Changes to the formula. Beware of the syntax: see update.formula for details.
...
Additional arguments to the call, or arguments with changed values. Use name = NULL to remove the argument name.
evaluate
If TRUE, evaluate the new call else return the call.

Value

An HLCor or HLfit fit of the same type as the input object.

See Also

See also HLCor, HLfit.

Examples

Run this code
data(wafers)
## First the fit to be updated:
wFit <- HLfit(y ~X1*X3+X2*X3+I(X2^2)+(1|batch),family=Gamma(log),
          resid.model = ~ X3+I(X3^2) ,data=wafers)

# For estimates given by Lee et al., Appl.
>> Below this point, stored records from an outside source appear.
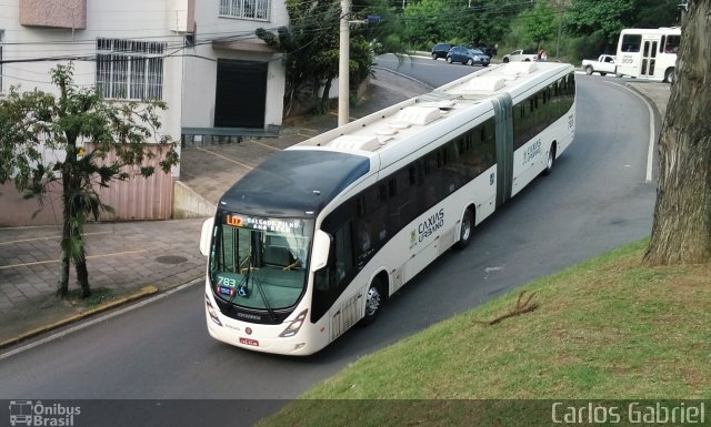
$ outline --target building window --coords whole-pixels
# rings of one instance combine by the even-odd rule
[[[104,98],[161,100],[166,43],[97,40],[97,87]]]
[[[271,0],[220,0],[220,17],[258,19],[269,17]]]

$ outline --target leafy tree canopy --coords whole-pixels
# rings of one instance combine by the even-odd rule
[[[74,84],[71,63],[57,65],[52,82],[59,88],[58,96],[37,89],[19,92],[10,88],[0,101],[0,183],[12,180],[26,197],[41,201],[48,185],[61,182],[58,294],[68,293],[72,262],[82,295],[89,296],[83,224],[90,216],[98,218],[101,211],[110,210],[101,203],[97,187],[133,174],[152,175],[154,169],[144,165],[144,160],[154,156],[146,150],[148,140],[164,144],[159,162],[164,172],[178,163],[178,154],[170,136],[159,132],[158,111],[167,108],[163,102],[106,101],[99,91]]]

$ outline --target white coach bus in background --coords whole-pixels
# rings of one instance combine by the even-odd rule
[[[624,29],[620,33],[617,74],[672,83],[680,28]]]
[[[210,335],[309,355],[373,322],[389,296],[550,172],[574,124],[572,65],[511,62],[273,154],[203,225]],[[447,292],[440,285],[430,292]]]

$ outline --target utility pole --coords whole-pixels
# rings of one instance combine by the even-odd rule
[[[338,63],[338,125],[348,123],[349,111],[349,63],[350,63],[350,29],[348,18],[350,16],[350,0],[341,0],[341,32],[339,41]]]

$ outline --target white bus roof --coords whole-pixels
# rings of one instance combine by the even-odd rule
[[[681,34],[679,27],[625,28],[620,34]]]
[[[287,150],[329,150],[377,157],[372,169],[384,169],[444,135],[453,136],[469,121],[493,115],[492,99],[508,93],[515,104],[518,99],[570,72],[571,64],[557,62],[490,65]],[[540,84],[529,84],[541,78]]]

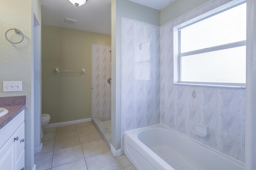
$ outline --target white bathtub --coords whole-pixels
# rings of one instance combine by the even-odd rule
[[[140,170],[242,170],[244,164],[162,125],[126,132],[124,153]]]

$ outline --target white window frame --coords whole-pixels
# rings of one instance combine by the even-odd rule
[[[175,84],[245,88],[245,83],[183,81],[180,80],[181,75],[181,67],[180,64],[181,57],[182,57],[246,45],[246,40],[196,50],[185,52],[182,53],[181,53],[180,30],[181,29],[246,2],[246,0],[234,0],[234,2],[232,2],[222,6],[221,6],[214,10],[206,12],[203,15],[196,17],[192,20],[174,27],[174,56],[176,56],[177,58],[176,63],[174,62],[174,73],[177,73],[176,74],[174,74],[174,83]],[[175,49],[176,50],[175,50]],[[175,63],[177,63],[177,65],[175,65]],[[176,70],[176,72],[175,72],[175,70]]]

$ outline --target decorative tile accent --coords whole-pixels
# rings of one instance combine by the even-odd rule
[[[111,119],[111,105],[108,101],[111,98],[111,85],[107,82],[111,75],[110,49],[109,46],[92,45],[92,117],[102,121]]]
[[[193,90],[192,92],[192,97],[193,99],[195,99],[196,97],[196,91]]]
[[[141,50],[141,49],[142,49],[142,45],[141,43],[140,43],[140,44],[139,44],[139,49],[140,49],[140,50]]]

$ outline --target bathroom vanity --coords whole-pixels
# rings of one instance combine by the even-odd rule
[[[15,102],[3,104],[3,99],[0,97],[0,107],[8,111],[8,113],[0,117],[0,170],[25,168],[26,97],[24,97],[25,103],[21,105]]]

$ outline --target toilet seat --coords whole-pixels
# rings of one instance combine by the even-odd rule
[[[42,114],[42,120],[43,121],[45,119],[48,119],[50,117],[50,115],[48,114]]]

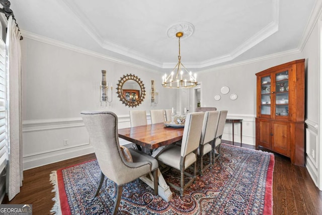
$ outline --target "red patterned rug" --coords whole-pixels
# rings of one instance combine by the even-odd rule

Stochastic Models Bus. Ind. (2011) 27:  315-328:
# Refit with given beta or/and phi values:
 
betavals <- c(5.55,0.08,-0.14,-0.21,-0.08,-0.09,-0.09)
# reconstruct fitted phi value from predictor for log(phi)
Xphi <- with(wafers,cbind(1,X3,X3^2)) ## design matrix
phifit <- exp(Xphi %*% c(-2.90,0.1,0.95))
update(wFit,formula.= . ~ offset(wFit$`X.pv` %*% betavals)+(1|batch),
       ranFix=list(lambda=exp(-3.67),phi=phifit))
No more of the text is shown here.